Evolution and DocumentationPosted on November 15th, 2009 2 comments
Since about the age of nineteen I’ve prided myself on keeping memoirs of my life. I’m twenty five now so that is a few solid years of documentation. Depending on how my life is going I’ll make anywhere from 2 – 5 entries per year. When I was in college most of my entries were done around Christmas time while I was home from school and feeling the most reflective. Now I find that entries take place when I have been faced with some life altering realizations or some sort of trauma. The memoirs are a glorified high school girls’ diary. I can boohoo, curse, dream and fantasize about everything and anything. Last night I was making an entry (last one was in May of this year) and I found myself flipping back through time.

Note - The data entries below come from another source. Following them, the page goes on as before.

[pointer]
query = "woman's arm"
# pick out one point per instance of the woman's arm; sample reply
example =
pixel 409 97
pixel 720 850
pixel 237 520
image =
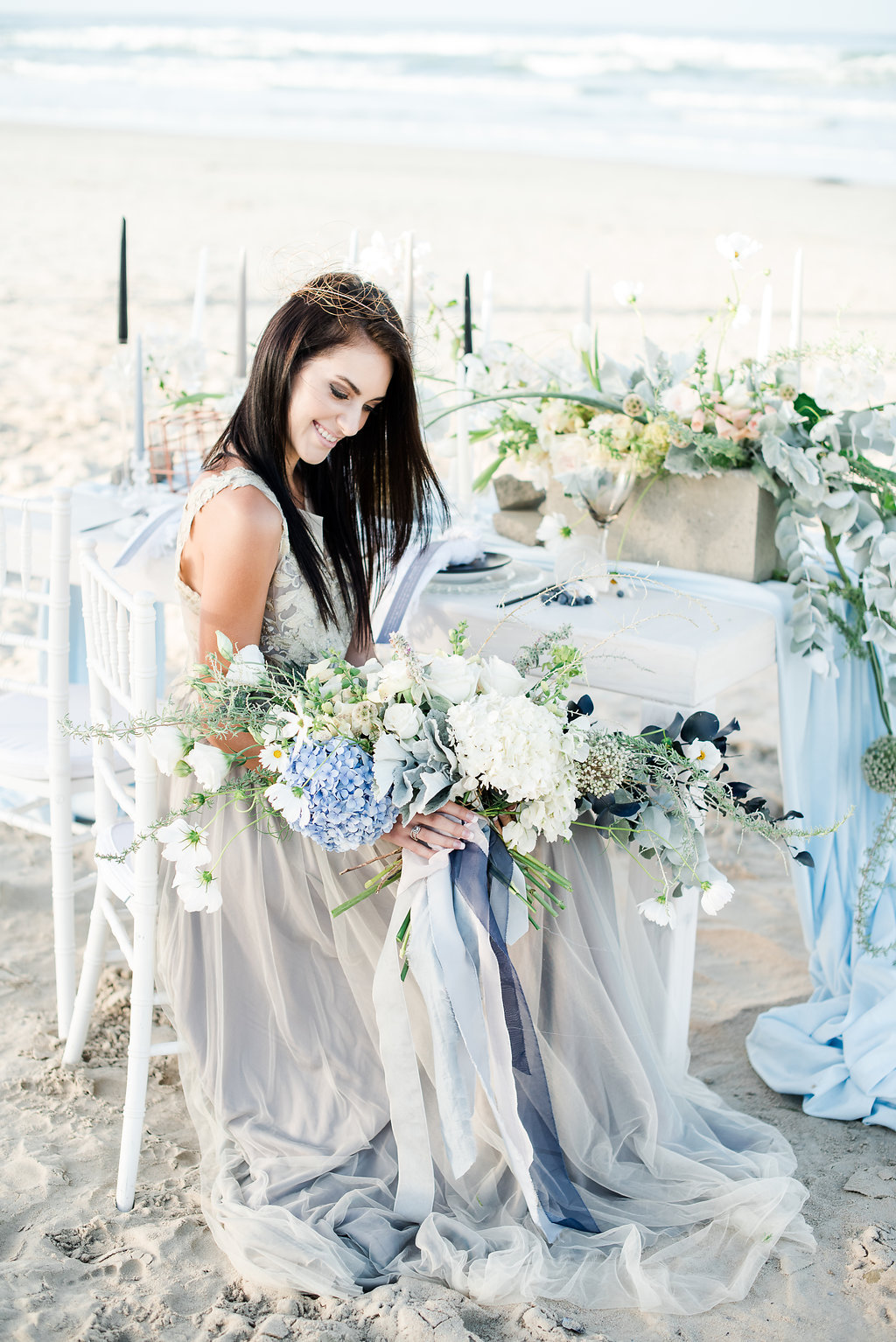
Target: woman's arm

The beauty of the memoirs is that I place no rules on them. Some of the text is just blind jibberish where I could not be bothered with corrections at that time. Essentially I have been able to capture a snap shot of my mind during some of the most important events in my life. Reading back I started to notice there was no pattern. It is as though each entry was written by a completely different person. If it wasn’t for the consistency and actual follow up to previous entries you would think it was some sort of anthology where every author just tore a page out of their own personal journals.
I’ve always been on the quest you see. The quest for complete self definition. Consistency in this pursuit is evident at the root of every action, relationship, conversation and intellectual pursuit I’ve ever undertaken. I will only do things in life where the reward for failure is equal to the reward of success. Chew on that carefully.
My memoirs tell me that I’m always changing. Five years is beyond habitual abuse or even addiction to change; it is now a part of who you are. I think there is only one thing to do and that is to embrace it. Be comfortable with who you are today and be prepared to meet the new you tomorrow. We are all suffering from the exact same mild case of personality alzheimers.